J’acceptai l’invitation du vieux solitaire. Son front découvert, ses cheveux blancs, sa longue barbe, ses yeux qui ne brillaient plus que du feu de la charité, cette physionomie douce et franche, ce maintien paisible me rappelaient les pères du désert, et m’inspiraient le respect et la vénération.
J’entrai avec lui dans la cellule, il y régnait, à côté de la simplicité, une propreté extrême ; des pots à fleurs ornaient les murailles blanchies sur lesquelles étaient attachées quelques images ; sur un rayon placé près de la cheminée, on voyait quelques livres de piété, des planches avec un peu de paille formaient sa couche ; une table et quelques chaises de bois composaient tout l’ameublement.
« Mon fils, me dit gaîment le solitaire, je me trouve ici mille fois plus heureux que je l’étais dans le monde. Aucun soin ne m’agite ; je ne m’occupe point de ce que l’on dit de moi, de ce que l’on pense, de ce que l’on fait ; le présent est devenu pour moi le passé ; je vis oublié des hommes, et le lieu que j’ai choisi pour ma retraite est même ignoré de ma famille. Depuis bien des années elle doit croire que je n’existe plus ; j’avoue, mon fils, qu’il m’en a bien coûté pour rompre tous les liens qui m’attachaient au monde ; mais c’était un sacrifice que je devais faire à Dieu ; et avec le secours de sa grâce, je suis enfin parvenu à l’accomplir. Hélas ! combien de souvenirs chers et précieux ont longtemps troublé la paix et le bonheur que me promettait la solitude ! La nuit, des songes riants me transportaient au sein de ma famille, sur les bords charmants qu’arrose la Liane, non loin de cette chaîne de montagnes d’où l’œil découvre les rivages de l’Angleterre.
– Quoi ! m’écriai-je, vous seriez ce respectable solitaire, ce saint religieux dont mon père ne cesse de regretter la perte, et dont, tant de fois, il m’a vanté savoir et les vertus !... C’est donc vous qui, couvert de lauriers cueillis dans une campagne glorieuse, abandonnâtes tout à coup le monde pour la retraite, et prîtes le cilice, au lieu de l’uniforme ?

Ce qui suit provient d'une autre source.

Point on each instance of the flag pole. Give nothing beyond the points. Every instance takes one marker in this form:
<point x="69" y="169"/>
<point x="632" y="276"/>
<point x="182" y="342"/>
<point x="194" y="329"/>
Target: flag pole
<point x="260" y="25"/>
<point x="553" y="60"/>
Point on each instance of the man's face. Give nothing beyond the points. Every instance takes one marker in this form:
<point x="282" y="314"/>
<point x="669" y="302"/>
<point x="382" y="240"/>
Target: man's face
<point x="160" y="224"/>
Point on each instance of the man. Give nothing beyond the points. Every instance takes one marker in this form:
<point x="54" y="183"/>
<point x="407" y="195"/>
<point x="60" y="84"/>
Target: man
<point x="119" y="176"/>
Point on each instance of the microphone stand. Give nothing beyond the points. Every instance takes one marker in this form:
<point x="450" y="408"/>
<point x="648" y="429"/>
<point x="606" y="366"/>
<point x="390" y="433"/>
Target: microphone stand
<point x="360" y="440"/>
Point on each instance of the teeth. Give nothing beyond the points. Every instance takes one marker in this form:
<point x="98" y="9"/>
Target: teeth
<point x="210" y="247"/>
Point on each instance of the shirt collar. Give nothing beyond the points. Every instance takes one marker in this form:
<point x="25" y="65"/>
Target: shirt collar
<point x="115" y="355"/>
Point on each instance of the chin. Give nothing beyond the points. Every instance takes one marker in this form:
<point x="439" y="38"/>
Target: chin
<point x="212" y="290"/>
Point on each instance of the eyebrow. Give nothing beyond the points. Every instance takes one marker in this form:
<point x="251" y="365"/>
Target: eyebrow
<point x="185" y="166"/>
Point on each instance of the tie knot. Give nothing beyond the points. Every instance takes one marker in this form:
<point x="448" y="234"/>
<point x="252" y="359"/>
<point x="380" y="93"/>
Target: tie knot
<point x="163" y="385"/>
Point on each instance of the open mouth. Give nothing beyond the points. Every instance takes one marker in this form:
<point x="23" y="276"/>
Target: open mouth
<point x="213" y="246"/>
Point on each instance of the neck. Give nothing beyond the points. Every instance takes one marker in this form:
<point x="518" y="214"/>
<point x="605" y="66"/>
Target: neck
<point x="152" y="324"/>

– Oui, mon fils c’est moi, répondit le vieillard en me tendant les bras ; venez embrasser l’oncle de votre père.... Mon Dieu, je te remercie de la grâce que tu m’accordes en ce jour..... Nunc dimittis servum tuum, etc. »
Il me tint serré contre son cœur ; et quelques larmes tombées de ses yeux vinrent mouiller mes joues.

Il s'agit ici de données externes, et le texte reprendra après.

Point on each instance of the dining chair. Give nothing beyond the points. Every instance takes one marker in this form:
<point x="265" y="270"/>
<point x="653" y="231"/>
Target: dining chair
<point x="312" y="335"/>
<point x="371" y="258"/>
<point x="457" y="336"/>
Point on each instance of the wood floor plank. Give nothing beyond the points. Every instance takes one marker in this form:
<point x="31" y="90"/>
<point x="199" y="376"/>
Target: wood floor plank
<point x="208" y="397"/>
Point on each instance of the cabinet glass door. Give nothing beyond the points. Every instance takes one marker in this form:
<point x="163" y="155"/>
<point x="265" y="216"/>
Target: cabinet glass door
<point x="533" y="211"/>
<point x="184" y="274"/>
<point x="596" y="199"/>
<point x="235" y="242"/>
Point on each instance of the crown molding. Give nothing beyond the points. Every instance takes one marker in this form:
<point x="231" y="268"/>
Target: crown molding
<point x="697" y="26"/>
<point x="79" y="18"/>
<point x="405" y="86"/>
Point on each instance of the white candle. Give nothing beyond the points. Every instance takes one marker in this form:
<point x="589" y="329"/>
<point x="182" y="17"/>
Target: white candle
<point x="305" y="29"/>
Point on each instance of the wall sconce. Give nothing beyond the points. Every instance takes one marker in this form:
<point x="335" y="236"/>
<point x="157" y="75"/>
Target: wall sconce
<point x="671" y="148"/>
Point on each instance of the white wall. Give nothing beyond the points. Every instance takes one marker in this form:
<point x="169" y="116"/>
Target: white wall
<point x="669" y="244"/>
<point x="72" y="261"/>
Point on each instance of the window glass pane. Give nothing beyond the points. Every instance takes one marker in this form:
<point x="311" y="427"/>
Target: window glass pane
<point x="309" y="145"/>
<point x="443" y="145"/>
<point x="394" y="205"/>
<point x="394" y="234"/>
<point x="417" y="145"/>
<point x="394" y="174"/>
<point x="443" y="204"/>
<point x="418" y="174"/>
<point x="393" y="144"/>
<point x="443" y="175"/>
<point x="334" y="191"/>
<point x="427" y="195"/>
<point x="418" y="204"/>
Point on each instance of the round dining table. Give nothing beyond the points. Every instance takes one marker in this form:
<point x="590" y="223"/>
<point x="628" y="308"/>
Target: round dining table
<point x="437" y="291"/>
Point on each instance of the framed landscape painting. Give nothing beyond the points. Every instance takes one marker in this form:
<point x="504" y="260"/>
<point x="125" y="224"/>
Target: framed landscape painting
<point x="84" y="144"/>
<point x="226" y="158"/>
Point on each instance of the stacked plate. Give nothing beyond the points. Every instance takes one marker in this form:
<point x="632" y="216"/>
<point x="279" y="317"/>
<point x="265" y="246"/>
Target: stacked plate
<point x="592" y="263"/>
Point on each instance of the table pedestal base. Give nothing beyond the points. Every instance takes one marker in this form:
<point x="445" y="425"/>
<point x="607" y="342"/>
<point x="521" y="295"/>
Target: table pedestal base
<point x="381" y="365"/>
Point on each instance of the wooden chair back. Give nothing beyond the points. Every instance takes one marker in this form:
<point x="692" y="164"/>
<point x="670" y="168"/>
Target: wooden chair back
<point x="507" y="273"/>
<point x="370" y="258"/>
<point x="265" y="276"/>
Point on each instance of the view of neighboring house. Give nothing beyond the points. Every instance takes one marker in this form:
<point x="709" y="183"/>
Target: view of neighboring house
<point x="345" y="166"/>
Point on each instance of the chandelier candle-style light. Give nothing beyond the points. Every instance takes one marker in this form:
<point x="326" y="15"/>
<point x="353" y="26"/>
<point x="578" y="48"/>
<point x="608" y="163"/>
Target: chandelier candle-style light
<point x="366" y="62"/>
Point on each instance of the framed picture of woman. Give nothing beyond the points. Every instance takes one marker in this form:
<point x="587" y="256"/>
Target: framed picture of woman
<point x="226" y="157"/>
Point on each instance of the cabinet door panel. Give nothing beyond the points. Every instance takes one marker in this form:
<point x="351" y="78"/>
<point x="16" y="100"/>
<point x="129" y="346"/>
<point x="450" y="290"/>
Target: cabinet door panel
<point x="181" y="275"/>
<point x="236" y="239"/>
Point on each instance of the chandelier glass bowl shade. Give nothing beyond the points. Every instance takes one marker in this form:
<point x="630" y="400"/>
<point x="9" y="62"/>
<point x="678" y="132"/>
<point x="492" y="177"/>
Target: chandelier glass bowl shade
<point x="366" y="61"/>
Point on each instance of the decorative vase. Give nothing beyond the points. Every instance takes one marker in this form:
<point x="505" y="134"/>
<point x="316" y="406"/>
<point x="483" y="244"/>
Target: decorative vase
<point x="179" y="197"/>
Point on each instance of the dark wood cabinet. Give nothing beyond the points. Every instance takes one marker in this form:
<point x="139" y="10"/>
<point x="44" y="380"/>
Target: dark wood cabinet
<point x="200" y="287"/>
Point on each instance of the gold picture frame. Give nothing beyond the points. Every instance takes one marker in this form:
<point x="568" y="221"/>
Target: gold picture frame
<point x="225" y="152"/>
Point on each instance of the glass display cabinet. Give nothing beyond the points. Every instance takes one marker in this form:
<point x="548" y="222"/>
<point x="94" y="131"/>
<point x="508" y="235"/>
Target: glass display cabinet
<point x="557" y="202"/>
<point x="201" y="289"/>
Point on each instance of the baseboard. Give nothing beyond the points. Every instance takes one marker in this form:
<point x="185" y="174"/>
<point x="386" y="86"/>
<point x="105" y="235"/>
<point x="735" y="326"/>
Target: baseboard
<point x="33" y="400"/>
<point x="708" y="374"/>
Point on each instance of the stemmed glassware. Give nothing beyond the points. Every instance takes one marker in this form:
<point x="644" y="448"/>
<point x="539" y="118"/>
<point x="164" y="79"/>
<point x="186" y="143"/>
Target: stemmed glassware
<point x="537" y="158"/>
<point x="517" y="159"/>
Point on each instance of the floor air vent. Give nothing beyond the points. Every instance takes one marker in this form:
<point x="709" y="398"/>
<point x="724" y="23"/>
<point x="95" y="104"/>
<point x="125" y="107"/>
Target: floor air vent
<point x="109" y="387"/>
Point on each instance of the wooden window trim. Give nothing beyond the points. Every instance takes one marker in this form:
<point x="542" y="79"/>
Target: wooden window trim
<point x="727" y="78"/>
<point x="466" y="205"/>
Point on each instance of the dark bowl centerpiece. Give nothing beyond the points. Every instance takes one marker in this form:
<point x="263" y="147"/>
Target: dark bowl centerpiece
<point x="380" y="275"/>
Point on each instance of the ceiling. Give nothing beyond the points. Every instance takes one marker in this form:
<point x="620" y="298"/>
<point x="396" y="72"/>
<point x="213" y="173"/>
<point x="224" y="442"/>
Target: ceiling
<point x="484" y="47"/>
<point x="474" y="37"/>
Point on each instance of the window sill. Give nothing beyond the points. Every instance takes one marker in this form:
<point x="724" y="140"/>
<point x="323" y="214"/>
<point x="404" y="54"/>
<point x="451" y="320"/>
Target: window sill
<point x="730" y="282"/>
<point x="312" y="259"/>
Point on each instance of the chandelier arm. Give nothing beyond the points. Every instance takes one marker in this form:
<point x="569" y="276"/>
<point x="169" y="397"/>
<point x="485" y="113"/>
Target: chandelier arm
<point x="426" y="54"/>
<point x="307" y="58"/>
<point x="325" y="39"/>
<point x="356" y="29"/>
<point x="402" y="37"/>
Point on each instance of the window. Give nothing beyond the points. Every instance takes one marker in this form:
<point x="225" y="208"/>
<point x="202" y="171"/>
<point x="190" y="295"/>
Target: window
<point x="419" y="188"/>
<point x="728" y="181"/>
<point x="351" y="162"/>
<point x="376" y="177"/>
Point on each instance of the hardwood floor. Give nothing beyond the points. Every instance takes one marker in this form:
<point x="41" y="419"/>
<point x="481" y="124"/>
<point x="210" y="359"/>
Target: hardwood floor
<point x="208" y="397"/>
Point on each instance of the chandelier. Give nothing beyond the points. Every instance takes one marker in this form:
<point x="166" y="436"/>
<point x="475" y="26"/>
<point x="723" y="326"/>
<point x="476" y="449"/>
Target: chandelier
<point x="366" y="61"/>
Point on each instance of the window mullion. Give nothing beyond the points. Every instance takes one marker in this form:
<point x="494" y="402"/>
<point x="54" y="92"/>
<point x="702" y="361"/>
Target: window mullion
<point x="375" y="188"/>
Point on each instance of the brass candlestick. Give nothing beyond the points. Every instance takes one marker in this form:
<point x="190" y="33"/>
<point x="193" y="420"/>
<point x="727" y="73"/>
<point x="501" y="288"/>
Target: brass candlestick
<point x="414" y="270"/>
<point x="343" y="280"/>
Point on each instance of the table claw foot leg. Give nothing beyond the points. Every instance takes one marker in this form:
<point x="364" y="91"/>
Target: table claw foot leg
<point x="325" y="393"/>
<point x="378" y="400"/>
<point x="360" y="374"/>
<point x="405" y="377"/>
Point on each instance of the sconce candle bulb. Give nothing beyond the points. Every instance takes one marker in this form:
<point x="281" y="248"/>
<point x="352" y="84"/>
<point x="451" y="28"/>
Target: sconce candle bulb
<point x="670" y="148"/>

Tandis qu’il m’interrogeait sur ma famille, sur ses anciens amis, sur les personnes qu’il avait connues, sur les lieux qu’il avait habités dans son enfance, avec quelle attention, avec quel intérêt, avec quel plaisir il écoutait les moindres détails que je lui en faisais ! Tout ce que je lui racontais était nouveau pour lui, et devenait un sujet d’étonnement, quelquefois un sujet de satisfaction, mais bien plus souvent de peine.
Quand il eut appris par quelle suite de malheurs je m’étais vu dépouillé du bien de mes pères, il leva les mains jointes vers le ciel, et s’écria : Que la volonté du Seigneur soit faite !.... Mon fils, répétez avec Job : Dieu me l’avait donné, Dieu me l’a retiré ; que son saint nom soit béni.

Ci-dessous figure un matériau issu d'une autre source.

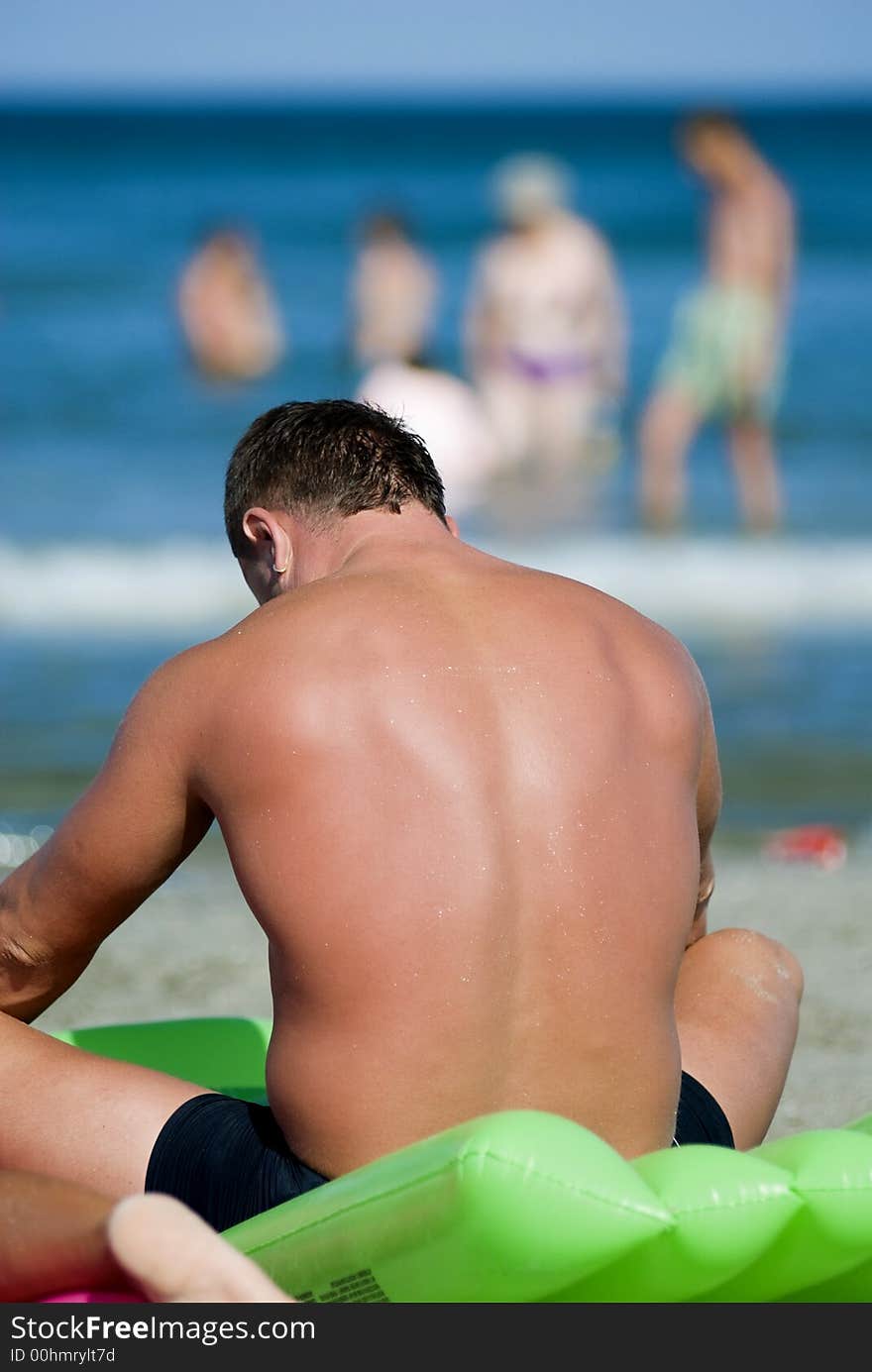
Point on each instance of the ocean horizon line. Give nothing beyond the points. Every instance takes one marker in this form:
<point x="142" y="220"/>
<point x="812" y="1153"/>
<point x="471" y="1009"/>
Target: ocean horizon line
<point x="430" y="99"/>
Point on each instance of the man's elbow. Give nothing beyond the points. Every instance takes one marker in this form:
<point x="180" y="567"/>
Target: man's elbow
<point x="32" y="976"/>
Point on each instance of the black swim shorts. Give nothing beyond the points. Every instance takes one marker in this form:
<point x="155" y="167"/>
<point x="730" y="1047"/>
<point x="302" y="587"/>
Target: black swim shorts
<point x="701" y="1118"/>
<point x="227" y="1160"/>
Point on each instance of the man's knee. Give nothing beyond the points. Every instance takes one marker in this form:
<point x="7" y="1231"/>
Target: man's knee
<point x="764" y="963"/>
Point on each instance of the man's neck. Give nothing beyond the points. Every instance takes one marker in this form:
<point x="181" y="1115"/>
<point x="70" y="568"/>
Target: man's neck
<point x="373" y="538"/>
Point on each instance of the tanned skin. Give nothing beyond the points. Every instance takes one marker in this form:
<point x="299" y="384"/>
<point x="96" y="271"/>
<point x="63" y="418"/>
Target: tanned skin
<point x="472" y="807"/>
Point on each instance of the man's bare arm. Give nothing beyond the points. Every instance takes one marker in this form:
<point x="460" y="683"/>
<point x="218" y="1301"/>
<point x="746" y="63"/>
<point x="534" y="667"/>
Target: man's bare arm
<point x="708" y="795"/>
<point x="121" y="840"/>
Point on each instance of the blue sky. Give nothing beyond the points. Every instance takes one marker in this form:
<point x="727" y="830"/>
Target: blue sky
<point x="285" y="49"/>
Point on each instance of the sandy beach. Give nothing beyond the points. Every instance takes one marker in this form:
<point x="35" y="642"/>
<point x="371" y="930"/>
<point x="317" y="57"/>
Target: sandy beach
<point x="194" y="950"/>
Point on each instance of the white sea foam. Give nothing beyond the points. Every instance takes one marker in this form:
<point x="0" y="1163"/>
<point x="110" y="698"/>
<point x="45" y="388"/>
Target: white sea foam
<point x="715" y="584"/>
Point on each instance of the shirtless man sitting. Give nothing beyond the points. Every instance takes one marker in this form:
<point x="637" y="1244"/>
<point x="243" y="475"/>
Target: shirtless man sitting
<point x="470" y="804"/>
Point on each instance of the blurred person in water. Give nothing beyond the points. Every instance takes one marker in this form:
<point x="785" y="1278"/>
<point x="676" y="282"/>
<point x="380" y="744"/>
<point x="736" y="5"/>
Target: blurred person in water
<point x="545" y="325"/>
<point x="724" y="361"/>
<point x="394" y="288"/>
<point x="448" y="414"/>
<point x="228" y="314"/>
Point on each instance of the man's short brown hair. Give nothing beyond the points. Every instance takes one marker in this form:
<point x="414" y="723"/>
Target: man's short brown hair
<point x="326" y="460"/>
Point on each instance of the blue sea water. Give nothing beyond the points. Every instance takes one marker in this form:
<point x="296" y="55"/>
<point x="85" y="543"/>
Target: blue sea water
<point x="113" y="450"/>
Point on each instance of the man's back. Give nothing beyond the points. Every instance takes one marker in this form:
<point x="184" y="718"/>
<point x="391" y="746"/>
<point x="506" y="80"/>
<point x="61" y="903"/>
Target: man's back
<point x="472" y="805"/>
<point x="460" y="797"/>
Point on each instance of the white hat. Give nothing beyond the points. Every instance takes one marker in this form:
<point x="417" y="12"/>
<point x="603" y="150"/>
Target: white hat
<point x="527" y="185"/>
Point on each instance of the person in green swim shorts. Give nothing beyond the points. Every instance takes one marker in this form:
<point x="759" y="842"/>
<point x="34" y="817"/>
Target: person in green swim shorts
<point x="725" y="359"/>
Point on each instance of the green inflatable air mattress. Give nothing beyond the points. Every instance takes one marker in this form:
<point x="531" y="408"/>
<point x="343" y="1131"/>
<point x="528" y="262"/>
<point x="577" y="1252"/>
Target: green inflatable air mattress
<point x="525" y="1207"/>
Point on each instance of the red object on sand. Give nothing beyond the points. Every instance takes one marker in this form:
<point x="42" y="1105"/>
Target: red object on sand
<point x="818" y="844"/>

« Mon père, à votre tour, daignez m’instruire de ce qui a pu tout à coup vous dégoûter du monde et vous décider à le quitter pour toujours. Est-ce l’injustice, l’amour malheureux, où l’amitié trahie ?
– Mon fils je n’ai point marché sur les traces de Rancé et de Comminges ; les passions n’ont eu aucune part à la résolution invariable que j’ai prise de finir mes jours dans la retraite ; c’est la réflexion seule qui m’a conduit : j’ai connu le monde, et il m’a fait horreur et pitié ; éclairé du flambeau de la raison, j’ai vu à découvert le néant des grandeurs humaines, et j’ai répété avec Salomon, le plus sage des hommes : Vanité des vanités, tout n’est que vanité !
« Combien de regrets, de vœux, de craintes et d’espérances que forme l’imagination, et que le temps détruit dans son vol rapide ! Le nombre de nos années est si court, et nous les passons entre le passé et l’avenir, tandis que le présent est emporté par te tourbillon du monde : l’on meurt avant d’avoir vécu. Le nautonier, entraîné par le courant, doit redoubler ses efforts s’il veut que sa fragile nacelle ne se brise pas contre un rocher avant qu’elle n’arrive au port.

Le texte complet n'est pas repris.